Gary Sherman directs Season Hubley, Gary Swanson and Wings Hauser in this thriller where a sadistic pimp chases a high class call girl over an L.A. night.
“Pimp stick.” “Around the world.” “Half and Half.” This looks sleazy as fuck, and the screenwriter has certainly walked the mean sidewalks of the Hollywood prostitution scene long enough to learn all the current lingo. The on-location night shoot and the unstoppable brute played with relish by Wings Hauser give this a similar vibe to The Terminator. And it often has the well researched, deep dive feel of Cruising. It is nowhere near as thrilling or illicit as either of those Hard R classics though, and it has a habit of lurching into both melodrama and farce whenever the chase dynamic is put on the back burner. Season Hubley doesn’t really convince as a sex worker either, contrivances like her suburban lifestyle do let this down. Not a terrible little one-watcher though.
Eshom Nelms and Ian Nelms directs Mel Gibson, Walton Goggins and Marianne Jean-Baptiste in this Christmas-set thriller where a “real world” Kris Kringle has to contend with a hostile takeover from his military contractor and an assassination attempt by a hitman with a personal beef.
A real disappointment given the cast and set-up. You can tell the Coens have been an influence but it is just too subdued. So many potent plot threads are left unravelled. Barely kicks into gear during the last ten minutes. Fatman is no The Night The Reindeer Died.
Terry Zwigoff directs Robert Crumb, Charles Crumb and Aline Kominsky-Crumb in this documentary portrait of the controversial indie comic book artist, his candid sexual tastes and his highly dysfunctional family.

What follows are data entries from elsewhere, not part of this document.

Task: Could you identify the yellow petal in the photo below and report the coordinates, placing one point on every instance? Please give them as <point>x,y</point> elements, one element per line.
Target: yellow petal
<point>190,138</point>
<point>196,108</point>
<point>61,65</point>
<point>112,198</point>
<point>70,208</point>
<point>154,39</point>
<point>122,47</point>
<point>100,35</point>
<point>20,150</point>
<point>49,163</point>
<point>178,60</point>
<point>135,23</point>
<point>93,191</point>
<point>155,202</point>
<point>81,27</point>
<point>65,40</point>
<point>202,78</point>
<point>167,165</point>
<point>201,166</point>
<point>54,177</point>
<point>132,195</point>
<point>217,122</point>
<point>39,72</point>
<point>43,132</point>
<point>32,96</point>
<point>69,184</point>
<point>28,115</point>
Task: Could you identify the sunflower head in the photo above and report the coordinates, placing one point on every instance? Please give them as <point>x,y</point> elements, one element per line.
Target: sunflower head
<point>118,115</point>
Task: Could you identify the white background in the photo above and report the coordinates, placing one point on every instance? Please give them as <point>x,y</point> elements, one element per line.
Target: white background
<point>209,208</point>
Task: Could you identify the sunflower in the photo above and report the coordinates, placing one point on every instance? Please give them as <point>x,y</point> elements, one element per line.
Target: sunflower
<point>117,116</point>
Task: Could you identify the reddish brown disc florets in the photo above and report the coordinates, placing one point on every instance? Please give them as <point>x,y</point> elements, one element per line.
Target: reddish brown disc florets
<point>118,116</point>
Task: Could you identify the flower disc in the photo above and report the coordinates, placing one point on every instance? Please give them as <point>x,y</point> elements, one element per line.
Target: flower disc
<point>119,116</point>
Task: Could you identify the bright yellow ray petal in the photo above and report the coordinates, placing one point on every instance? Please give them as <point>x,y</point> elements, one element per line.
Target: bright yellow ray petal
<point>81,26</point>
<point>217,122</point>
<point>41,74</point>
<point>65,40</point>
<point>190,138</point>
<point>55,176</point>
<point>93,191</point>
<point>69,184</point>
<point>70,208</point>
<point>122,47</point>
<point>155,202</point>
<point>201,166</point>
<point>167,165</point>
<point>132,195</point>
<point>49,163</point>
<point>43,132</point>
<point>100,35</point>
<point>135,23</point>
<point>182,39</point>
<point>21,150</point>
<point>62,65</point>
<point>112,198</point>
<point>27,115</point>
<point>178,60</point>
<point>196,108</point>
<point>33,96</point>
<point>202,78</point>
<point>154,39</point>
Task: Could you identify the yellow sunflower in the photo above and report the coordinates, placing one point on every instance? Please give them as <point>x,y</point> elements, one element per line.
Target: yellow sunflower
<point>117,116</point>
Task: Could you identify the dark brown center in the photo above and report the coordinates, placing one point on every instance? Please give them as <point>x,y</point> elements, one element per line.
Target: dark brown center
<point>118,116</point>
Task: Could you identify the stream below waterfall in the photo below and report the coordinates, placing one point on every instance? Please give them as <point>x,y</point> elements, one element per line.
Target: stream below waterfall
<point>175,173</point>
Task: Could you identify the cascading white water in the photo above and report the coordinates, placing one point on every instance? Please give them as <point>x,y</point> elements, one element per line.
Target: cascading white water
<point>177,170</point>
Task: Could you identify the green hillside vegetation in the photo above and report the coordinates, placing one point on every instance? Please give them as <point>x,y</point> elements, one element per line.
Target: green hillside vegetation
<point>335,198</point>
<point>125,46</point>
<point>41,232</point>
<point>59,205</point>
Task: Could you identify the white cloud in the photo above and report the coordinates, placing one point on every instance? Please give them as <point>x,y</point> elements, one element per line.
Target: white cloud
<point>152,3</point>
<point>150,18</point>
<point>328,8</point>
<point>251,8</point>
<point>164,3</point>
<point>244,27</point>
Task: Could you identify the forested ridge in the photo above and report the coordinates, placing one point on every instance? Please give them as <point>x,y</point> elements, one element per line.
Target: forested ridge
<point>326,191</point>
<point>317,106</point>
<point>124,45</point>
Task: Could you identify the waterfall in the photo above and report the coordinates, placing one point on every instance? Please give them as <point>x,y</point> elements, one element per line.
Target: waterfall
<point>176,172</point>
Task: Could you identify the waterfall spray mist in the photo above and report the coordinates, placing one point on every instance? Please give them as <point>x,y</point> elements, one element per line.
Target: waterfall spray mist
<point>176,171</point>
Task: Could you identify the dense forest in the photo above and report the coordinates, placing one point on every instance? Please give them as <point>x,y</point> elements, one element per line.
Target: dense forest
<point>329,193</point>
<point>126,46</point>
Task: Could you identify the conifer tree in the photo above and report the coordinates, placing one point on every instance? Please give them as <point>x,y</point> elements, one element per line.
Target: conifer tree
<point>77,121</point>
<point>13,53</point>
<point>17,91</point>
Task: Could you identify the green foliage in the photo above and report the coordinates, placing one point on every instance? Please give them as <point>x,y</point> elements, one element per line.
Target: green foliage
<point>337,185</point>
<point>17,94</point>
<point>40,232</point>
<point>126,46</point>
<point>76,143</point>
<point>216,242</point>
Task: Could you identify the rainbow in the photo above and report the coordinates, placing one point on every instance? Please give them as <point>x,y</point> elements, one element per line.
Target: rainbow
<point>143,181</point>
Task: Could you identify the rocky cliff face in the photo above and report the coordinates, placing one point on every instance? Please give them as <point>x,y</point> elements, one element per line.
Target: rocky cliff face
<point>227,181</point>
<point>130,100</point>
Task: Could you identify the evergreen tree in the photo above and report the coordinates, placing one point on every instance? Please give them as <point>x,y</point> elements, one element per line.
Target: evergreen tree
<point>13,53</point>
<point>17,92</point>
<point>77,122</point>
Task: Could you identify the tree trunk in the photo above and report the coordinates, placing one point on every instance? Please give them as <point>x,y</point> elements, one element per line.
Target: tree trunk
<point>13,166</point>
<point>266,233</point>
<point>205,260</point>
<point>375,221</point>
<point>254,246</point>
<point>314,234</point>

Even as they are carefully and humanely revealed to be people you’d actively cross the street to avoid, Zwigoff’s essay on the Crumb brothers manages to make the shut-ins and sexpests endearing within the remove of a camera and editing booth. Robert Crumb’s own proclivities, immortalised in his scratchy, deceptively detailed art, probably wouldn’t find a publisher these days if it was not for his long founded reputation. Even the most open minded viewer in 2022 is going to see some of those counter culture strips as beyond the pale. And while you know Zwigoff sides with his “outlaw” friend, he’s smart enough to include those who question and object to his bad taste subjects. Genuinely a fantastic documentary – hold your nose and jump into a world of squalor, desire and obnoxiousness. And talent!